By way of background, just before Christmas, a Chicago district court entered a temporary restraining order preventing Central States from ejecting a unit of Penske employees or from taking any action to trigger a partial withdrawal. The contemplated expulsion would have triggered a partial withdrawal, which Penske alleged would trigger well over ten million dollars in withdrawal liability for the company.
As noted in our earlier article, Central States asserted that Penske was engaged in “a scheme to minimize its withdrawal liability by lining up all ten of its bargaining units for negotiations in 2022 in order to trigger a complete withdrawal from the Fund in 2022 rather than triggering a partial withdrawal in 2021 followed by a complete withdrawal in 2022.” Thus, when Penske and its local union in Dallas also agreed to extend that agreement until 2022, Central States’ trustees rejected the extension, asserting the extension “could significantly reduce Penske’s withdrawal liability exposure.”
Last week, following expedited discovery and briefing by the parties, the district court sided with Central States. Specifically, it declined to enter a preliminary injunction and vacated its prior entry of a TRO. While not clear from the record, it is presumed that this order will allow the fund to expel the single unit of employees and to assess a partial withdrawal liability against Penske.
Based on language from the fund’s trust agreement, the Court held that contrary to Penske’s argument for de novo review, an arbitrary and capricious standard applied to the fund trustees’ interpretation of their own authority under the trust agreement, as well as to the actual expulsion decision. Thus, despite Penske’s argument that the language of the trust agreement allowed the trustees to expel only an employer as a whole (rather than a single unit or group of an employer), the Court ruled that “[w]hile not a model of clarity,” the provision could “reasonably be interpreted as allowing the trustees to terminate an affected group of an employer and not just the employer as a whole.”
Penske asserted that Central States’ decision was arbitrary and capricious because the trustees’ justifications were illogical, and that the fund failed to follow its own process or to investigate properly and provided shifting justifications for its actions. Rejecting each of Penske’s arguments, the Court held that the fund’s decision to expel the single bargaining unit was not arbitrary and capricious.
The Court also rejected Penske’s further argument that the fund has a rule prohibiting contributing employers with multiple collective bargaining agreements, and that the rule violated a provision of ERISA requiring plan rules to be applied uniformly to contributing employers. Central States denied this, saying it had 37 current employers with multiple collective bargaining agreements set to expire in the same year, and that it only had a practice since 2009 of reviewing all collective bargaining agreements with a duration of less than two years. The Court agreed with the fund, and found that it had not adopted the rule alleged by Penske and that the fund trustees’ policy of reviewing short-term bargaining agreements applied uniformly.

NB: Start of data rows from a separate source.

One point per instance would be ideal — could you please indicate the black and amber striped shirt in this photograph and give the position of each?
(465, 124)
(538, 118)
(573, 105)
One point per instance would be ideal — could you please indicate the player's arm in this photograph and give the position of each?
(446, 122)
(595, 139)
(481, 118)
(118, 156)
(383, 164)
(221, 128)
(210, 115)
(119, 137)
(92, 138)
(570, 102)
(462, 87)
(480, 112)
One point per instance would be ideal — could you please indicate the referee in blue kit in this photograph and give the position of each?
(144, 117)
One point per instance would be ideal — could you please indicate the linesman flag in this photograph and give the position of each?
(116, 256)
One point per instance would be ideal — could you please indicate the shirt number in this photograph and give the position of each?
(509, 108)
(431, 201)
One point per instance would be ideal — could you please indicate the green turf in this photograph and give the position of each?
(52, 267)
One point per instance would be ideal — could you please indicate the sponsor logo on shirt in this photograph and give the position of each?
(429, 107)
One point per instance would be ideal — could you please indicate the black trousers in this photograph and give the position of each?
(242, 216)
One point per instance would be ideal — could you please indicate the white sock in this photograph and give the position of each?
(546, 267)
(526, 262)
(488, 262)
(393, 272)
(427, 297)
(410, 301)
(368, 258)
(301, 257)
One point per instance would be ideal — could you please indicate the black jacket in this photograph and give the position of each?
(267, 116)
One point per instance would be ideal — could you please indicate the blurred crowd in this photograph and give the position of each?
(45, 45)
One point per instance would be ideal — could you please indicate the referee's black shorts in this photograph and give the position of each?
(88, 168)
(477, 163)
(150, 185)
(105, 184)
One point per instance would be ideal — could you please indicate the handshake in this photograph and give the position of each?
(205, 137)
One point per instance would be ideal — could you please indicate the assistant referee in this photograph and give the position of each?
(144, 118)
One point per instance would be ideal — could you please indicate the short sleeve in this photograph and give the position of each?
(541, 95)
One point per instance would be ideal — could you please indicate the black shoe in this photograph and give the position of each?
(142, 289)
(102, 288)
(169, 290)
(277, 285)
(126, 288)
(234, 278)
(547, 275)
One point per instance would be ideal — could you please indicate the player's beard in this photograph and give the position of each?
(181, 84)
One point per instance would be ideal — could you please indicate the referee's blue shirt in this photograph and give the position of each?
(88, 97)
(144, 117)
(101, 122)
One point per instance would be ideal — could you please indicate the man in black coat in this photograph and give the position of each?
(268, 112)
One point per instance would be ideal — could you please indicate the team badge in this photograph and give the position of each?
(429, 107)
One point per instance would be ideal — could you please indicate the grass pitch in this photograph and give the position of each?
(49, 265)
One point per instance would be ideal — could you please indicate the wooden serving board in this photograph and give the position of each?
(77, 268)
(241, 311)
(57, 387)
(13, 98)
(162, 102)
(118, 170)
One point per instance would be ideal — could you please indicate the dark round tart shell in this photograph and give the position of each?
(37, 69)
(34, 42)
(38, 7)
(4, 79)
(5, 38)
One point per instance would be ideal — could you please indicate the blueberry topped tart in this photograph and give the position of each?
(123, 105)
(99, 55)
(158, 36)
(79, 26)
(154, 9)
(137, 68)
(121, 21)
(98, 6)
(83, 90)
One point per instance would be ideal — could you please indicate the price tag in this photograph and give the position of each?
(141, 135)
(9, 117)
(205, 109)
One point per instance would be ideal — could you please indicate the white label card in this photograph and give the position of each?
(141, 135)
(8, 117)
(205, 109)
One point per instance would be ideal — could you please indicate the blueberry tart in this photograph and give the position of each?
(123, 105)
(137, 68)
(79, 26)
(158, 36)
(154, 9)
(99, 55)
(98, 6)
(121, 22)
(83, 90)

Finally, the Court also rejected Penske’s arguments that the fund’s decision to expel the single unit violated ERISA’s labor dispute exception and the NLRA. Accordingly, the Court held that Penske had not shown a likelihood of success on the merits, and could not establish entitlement to preliminary injunctive relief.

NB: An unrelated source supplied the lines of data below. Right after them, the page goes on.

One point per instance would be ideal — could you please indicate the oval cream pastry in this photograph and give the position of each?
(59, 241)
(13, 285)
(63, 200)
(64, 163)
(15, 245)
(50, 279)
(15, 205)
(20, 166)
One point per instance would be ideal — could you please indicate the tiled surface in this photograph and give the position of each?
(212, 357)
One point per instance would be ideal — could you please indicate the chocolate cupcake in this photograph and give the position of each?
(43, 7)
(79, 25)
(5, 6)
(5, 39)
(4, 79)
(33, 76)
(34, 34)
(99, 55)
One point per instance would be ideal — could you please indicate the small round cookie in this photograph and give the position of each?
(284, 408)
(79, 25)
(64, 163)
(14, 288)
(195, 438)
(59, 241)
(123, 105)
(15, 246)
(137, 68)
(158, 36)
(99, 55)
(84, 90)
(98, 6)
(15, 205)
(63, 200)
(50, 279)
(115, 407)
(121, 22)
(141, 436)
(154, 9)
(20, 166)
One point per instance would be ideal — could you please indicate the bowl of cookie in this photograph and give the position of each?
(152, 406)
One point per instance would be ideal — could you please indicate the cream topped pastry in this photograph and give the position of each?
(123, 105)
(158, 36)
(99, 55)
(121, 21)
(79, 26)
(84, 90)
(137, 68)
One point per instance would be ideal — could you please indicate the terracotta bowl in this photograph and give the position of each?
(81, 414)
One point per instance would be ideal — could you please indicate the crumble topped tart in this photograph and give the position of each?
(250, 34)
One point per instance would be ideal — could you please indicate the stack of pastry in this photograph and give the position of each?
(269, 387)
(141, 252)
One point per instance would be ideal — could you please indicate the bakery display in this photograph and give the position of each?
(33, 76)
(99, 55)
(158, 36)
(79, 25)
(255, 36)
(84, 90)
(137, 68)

Notably, the Court agreed that Penske had made a sufficient showing of irreparable harm and the lack of an adequate remedy at law, and that the balance of harms weighed in Penske’s favor. But given Penske’s failure to meet the threshold requirement – a likelihood of success on the merits – the Court denied Penske’s motion and vacated its’ prior TRO.

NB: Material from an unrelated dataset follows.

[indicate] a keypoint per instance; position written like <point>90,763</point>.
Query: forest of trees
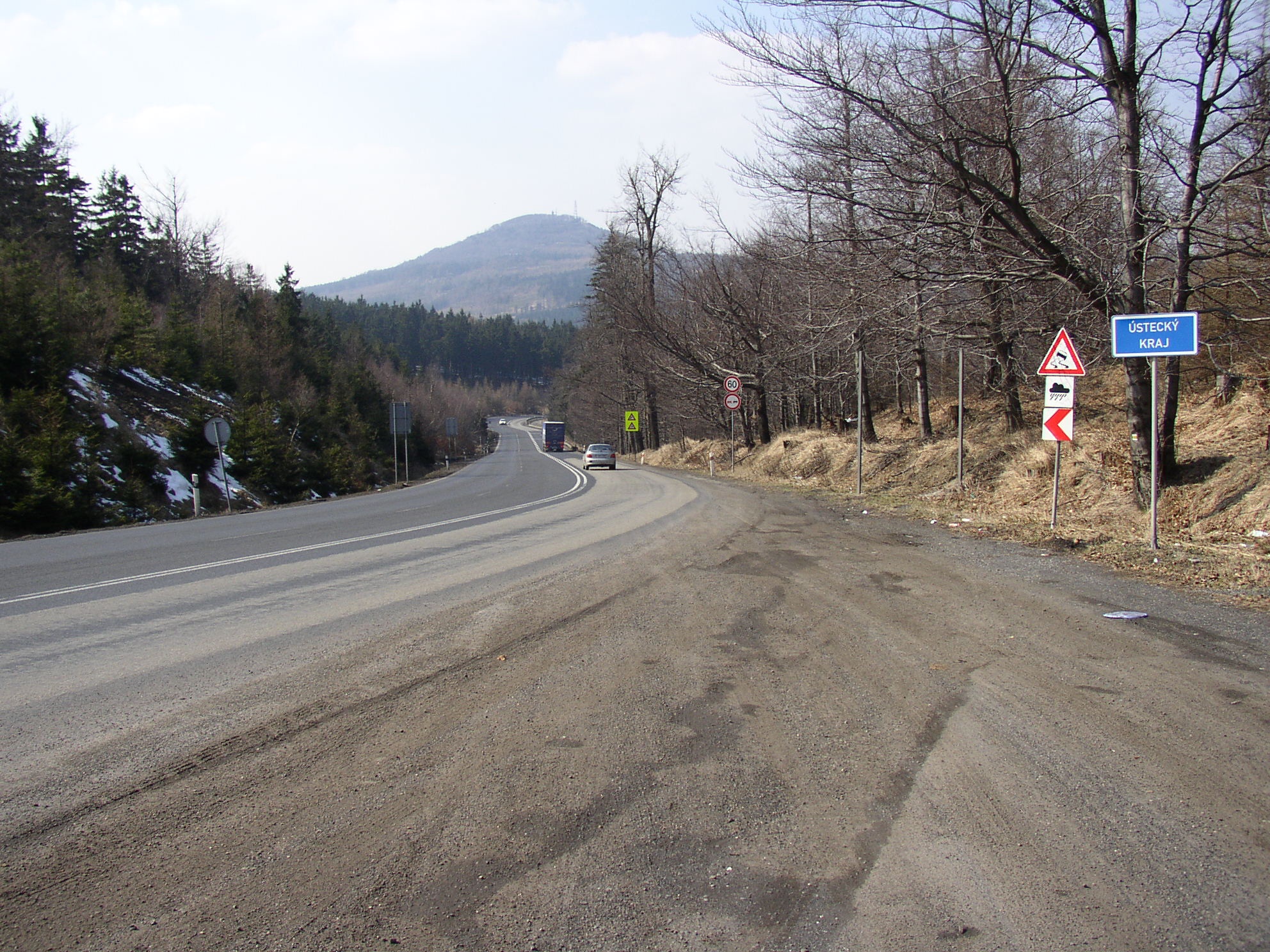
<point>458,345</point>
<point>968,175</point>
<point>111,277</point>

It remains to be seen whether the expulsion will be retroactive to the date of the trustees’ original decision in 2021, although it is safe to assume the fund will assess it as a partial withdrawal for that year, and the trust agreement contains language purporting to allow the trustees to determine the date for any termination or rejection, even retroactively. However, the Court’s original TRO ordered Central States to “continue to accept” Penske’s contributions, which have now carried over into 2022. Given that the fund was obligated to accept such contributions, which Penske was obligated to make pursuant to its duty under the National Labor Relations Act to maintain the “status quo,” it is possible that the withdrawal must be assessed for plan year 2022, rather than 2021.
We will keep an eye on this. This decision illustrates the huge amount of power a multiemployer pension fund may hold over its participating employers, even to the point of expelling a participating employer (or one of its units) and sticking it with millions of dollars in withdrawal liability. The arbitrary and capricious standard of review makes it difficult to stop a fund from exercising this “nuclear option,” leaving an employer to deal with the significant fallout.